Not news but worth sharing: the four drawings by Philip Webb made for a tapestry woven by Morris & Co in 1887.  As he often declared, Morris's own talent was for pattern-making, borders and overall arrangement - of windows, pages, tapestries.  Burne-Jones typically drew the figures and Philip Webb's specialty was animals and birds, particularly birds.   He drew splendidly vigorous  cocks, ducks, geese, hens, herons for Morris & Co tiles and glass quarries -  some  for example at Red House.    

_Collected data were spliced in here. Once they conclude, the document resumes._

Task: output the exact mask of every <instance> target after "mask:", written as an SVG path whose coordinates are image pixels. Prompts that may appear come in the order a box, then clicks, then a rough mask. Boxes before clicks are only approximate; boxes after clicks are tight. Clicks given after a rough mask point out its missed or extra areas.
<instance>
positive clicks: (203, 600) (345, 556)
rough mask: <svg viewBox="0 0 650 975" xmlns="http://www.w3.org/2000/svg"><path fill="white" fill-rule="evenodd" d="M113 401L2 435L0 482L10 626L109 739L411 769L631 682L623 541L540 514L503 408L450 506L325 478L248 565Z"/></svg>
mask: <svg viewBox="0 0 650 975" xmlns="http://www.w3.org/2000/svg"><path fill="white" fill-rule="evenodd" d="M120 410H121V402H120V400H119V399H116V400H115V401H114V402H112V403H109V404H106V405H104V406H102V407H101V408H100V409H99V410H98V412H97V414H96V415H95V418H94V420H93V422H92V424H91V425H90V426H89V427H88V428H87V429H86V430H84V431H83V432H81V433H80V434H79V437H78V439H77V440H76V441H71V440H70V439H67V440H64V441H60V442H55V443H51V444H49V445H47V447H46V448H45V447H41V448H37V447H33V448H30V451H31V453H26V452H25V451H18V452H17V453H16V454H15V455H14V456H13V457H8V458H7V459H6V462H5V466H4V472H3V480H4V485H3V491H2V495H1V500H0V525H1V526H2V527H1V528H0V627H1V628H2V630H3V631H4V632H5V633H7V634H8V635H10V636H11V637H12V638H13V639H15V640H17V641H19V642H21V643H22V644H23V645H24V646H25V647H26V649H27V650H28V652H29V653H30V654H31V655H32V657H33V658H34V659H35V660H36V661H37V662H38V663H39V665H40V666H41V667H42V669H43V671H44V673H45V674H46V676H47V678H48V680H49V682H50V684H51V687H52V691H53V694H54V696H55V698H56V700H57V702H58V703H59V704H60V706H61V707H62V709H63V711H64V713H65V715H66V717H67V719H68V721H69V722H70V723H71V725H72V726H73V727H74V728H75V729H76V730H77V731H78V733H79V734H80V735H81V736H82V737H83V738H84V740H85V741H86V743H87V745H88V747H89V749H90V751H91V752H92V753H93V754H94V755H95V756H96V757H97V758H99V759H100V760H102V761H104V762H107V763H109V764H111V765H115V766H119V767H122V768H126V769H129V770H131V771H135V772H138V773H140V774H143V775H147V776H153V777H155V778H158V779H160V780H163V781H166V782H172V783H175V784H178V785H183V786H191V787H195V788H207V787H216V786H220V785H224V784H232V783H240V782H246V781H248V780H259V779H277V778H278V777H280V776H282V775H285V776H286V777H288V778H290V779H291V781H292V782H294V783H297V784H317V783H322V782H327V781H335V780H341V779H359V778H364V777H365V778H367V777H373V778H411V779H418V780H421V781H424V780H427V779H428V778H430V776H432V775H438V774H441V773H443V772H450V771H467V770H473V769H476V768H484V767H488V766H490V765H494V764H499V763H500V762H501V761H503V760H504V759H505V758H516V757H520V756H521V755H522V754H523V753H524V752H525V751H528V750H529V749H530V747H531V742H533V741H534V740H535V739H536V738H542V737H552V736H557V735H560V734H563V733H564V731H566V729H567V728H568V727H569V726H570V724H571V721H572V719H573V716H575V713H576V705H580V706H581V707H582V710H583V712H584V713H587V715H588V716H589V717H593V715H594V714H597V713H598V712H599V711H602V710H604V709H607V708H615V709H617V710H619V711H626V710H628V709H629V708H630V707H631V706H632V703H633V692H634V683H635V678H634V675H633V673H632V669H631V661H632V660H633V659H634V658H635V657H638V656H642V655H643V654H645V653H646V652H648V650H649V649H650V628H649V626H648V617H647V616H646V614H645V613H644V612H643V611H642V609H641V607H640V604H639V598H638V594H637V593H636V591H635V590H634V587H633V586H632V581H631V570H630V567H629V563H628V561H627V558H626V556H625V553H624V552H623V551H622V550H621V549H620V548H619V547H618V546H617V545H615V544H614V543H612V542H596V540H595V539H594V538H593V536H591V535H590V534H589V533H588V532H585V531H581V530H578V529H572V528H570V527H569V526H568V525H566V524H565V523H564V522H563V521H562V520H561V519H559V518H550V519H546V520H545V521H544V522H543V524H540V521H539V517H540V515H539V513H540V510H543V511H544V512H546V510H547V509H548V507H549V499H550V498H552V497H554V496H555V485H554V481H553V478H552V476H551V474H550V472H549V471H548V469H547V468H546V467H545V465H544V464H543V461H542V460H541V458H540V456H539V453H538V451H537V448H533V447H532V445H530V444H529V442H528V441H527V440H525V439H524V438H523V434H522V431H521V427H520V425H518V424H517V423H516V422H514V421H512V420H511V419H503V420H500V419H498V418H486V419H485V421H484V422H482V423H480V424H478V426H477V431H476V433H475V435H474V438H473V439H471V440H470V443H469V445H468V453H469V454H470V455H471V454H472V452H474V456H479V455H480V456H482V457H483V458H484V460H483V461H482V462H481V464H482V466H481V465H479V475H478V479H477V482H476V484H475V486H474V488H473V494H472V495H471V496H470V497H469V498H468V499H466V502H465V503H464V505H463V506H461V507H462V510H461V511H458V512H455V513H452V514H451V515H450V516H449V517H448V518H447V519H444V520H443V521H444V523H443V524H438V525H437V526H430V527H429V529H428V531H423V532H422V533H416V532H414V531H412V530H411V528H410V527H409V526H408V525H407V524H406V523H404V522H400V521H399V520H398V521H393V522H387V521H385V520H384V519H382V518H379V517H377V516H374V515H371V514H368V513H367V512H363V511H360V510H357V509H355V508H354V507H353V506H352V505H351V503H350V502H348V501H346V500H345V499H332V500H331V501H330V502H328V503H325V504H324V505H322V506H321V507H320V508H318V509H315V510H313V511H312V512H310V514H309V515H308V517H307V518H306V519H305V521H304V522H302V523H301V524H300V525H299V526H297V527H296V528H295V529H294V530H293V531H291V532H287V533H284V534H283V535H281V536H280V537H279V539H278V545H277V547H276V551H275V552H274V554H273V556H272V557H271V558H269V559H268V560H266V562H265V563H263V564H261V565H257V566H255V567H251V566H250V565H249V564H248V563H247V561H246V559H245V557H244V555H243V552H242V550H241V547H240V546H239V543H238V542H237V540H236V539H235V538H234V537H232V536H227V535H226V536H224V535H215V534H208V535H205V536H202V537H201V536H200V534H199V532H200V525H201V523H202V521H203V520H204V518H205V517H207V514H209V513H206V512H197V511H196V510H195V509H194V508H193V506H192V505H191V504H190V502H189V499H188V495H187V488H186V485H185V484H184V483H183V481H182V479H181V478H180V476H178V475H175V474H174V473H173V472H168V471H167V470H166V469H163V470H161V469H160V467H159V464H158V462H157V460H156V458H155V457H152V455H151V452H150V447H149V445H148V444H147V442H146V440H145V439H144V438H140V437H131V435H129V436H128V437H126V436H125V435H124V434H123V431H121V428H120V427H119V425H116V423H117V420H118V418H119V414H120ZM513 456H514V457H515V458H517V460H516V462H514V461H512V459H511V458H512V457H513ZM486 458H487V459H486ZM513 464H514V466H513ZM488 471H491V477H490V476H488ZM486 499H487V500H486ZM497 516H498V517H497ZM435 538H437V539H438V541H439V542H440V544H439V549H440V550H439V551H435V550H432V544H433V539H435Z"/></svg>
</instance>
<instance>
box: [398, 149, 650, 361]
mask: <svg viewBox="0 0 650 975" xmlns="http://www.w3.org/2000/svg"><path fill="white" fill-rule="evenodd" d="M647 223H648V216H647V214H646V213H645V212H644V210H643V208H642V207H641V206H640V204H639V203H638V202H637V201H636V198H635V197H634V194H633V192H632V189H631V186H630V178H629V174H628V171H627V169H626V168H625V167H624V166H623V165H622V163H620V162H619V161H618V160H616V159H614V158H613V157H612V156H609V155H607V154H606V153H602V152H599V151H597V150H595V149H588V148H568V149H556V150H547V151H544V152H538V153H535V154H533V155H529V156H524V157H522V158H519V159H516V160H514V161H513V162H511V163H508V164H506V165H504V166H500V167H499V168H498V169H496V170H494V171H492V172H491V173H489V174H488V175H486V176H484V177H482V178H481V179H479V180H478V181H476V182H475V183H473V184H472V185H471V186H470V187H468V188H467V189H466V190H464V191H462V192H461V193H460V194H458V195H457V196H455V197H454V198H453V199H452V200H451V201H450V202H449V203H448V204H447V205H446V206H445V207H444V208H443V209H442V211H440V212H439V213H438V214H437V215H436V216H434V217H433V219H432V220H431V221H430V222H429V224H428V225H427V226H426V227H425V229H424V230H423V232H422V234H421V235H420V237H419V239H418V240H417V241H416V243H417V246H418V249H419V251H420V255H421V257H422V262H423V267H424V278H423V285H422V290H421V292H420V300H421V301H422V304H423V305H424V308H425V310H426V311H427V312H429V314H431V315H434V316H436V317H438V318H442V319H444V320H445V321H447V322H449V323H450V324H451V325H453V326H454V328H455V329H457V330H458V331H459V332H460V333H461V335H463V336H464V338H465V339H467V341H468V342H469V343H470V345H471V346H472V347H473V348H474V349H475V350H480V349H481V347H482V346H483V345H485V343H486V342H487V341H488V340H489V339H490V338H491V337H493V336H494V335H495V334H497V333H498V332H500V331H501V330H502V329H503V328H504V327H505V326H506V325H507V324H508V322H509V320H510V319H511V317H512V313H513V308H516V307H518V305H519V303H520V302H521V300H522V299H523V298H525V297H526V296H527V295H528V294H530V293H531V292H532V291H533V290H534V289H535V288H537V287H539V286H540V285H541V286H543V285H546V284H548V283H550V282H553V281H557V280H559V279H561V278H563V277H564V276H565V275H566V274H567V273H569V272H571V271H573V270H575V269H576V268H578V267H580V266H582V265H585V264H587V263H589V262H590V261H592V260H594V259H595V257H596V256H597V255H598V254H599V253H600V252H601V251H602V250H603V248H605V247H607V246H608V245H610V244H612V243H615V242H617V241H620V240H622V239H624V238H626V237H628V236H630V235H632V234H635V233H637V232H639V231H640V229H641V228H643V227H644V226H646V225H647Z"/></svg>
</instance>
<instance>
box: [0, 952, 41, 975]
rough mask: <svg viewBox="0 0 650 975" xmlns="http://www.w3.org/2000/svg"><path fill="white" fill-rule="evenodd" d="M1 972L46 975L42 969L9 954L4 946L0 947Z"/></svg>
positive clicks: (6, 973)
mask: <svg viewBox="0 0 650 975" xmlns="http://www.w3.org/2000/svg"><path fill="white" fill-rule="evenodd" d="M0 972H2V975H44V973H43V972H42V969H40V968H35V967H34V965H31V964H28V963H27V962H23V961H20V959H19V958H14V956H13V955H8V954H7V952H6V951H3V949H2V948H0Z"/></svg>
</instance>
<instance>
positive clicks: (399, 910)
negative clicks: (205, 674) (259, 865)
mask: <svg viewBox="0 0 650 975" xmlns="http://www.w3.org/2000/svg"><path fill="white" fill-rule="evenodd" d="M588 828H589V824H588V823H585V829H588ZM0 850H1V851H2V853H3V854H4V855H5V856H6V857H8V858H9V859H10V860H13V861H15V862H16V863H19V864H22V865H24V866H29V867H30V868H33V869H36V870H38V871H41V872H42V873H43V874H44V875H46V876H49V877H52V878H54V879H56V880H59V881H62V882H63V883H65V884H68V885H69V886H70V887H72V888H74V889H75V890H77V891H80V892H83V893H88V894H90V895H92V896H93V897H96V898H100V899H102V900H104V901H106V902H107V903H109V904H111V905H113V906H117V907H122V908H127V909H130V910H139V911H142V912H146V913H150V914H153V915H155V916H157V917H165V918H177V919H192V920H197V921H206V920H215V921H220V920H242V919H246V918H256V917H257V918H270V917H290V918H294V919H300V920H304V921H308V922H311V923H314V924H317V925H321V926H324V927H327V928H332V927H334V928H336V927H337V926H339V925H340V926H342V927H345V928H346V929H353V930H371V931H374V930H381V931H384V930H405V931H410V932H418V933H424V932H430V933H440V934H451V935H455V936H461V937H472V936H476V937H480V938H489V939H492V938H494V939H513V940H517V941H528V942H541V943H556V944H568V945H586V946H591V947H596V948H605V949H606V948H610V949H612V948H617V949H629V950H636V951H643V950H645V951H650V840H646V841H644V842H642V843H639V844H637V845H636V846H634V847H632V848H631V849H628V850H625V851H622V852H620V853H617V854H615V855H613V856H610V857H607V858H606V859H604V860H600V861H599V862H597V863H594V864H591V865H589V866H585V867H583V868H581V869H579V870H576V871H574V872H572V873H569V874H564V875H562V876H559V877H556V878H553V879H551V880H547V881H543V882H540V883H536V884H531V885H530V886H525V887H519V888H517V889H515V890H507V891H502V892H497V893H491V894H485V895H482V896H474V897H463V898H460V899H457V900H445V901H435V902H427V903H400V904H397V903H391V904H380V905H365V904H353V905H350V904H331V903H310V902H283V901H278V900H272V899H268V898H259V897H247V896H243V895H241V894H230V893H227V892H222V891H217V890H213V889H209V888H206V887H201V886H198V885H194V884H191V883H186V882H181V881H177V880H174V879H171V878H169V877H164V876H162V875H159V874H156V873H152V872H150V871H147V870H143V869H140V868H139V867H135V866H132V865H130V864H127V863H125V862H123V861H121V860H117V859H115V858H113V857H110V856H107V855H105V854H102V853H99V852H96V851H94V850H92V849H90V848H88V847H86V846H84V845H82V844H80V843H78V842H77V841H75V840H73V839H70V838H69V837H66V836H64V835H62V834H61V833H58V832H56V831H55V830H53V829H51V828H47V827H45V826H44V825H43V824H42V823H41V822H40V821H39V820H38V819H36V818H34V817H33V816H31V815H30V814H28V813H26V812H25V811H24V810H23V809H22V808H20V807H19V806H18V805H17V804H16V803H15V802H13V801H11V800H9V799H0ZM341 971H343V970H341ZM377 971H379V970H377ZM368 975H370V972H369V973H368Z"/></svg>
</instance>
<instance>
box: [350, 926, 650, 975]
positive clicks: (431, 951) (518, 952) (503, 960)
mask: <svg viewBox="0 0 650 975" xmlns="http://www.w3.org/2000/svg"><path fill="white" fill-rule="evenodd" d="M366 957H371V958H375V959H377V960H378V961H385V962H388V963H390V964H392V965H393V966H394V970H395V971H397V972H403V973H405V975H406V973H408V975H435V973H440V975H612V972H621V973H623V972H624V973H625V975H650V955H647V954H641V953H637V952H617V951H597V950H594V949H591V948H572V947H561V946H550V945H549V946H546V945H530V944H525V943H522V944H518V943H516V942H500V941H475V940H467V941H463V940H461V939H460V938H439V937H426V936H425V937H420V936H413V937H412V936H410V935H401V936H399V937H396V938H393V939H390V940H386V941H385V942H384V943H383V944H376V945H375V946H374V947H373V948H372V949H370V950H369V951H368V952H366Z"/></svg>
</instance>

Four drawings - of a hare, a lion, a fox and a raven - by Webb made as animal studies for  a tapestry called  The Forest, produced by Morris & Co in 1887 are now in the National Trust's collection at Wightwick Manor outside Wolverhampton.   Four and a half metres wide, and woven at Merton Abbey by William Knight, John Martin and William Sleath, the tapestry is now in the V&A collection but is currently on display at Wightwick also.
The Forest, tapestry, woven wool and silk on a cotton warp, designed by William Morris, Philip Webb and John Henry Dearle, woven at Merton Abbey by William Knight, John Martin and William Sleath, 1887, 121.9 by 452 cm. ©Victoria and Albert Museum, London, purchased with the assistance of the Art Fund

The watercolours were originally owned by Laurence W. Hodson, a neighbouring Wolverhampton industrialist t who lived at Compton Hall, which like Wightwick was furnished with Morris & Co. textiles and wallpapers.  The most striking of then is the Raven [top] 

But the Forest shows five creatures - including a peacock which sits at the far left edge opposite the raven, and it is assumed that Webb drew a study for this too.  Now drawings of peacocks were fairly common in the 1880s and 1890s  [I've just seen an Italianate scene by Marie Spartali Stillman that includes three of them]   so Webb's lost peacock may be hiding unrecognised somewhere....  Let's hope so.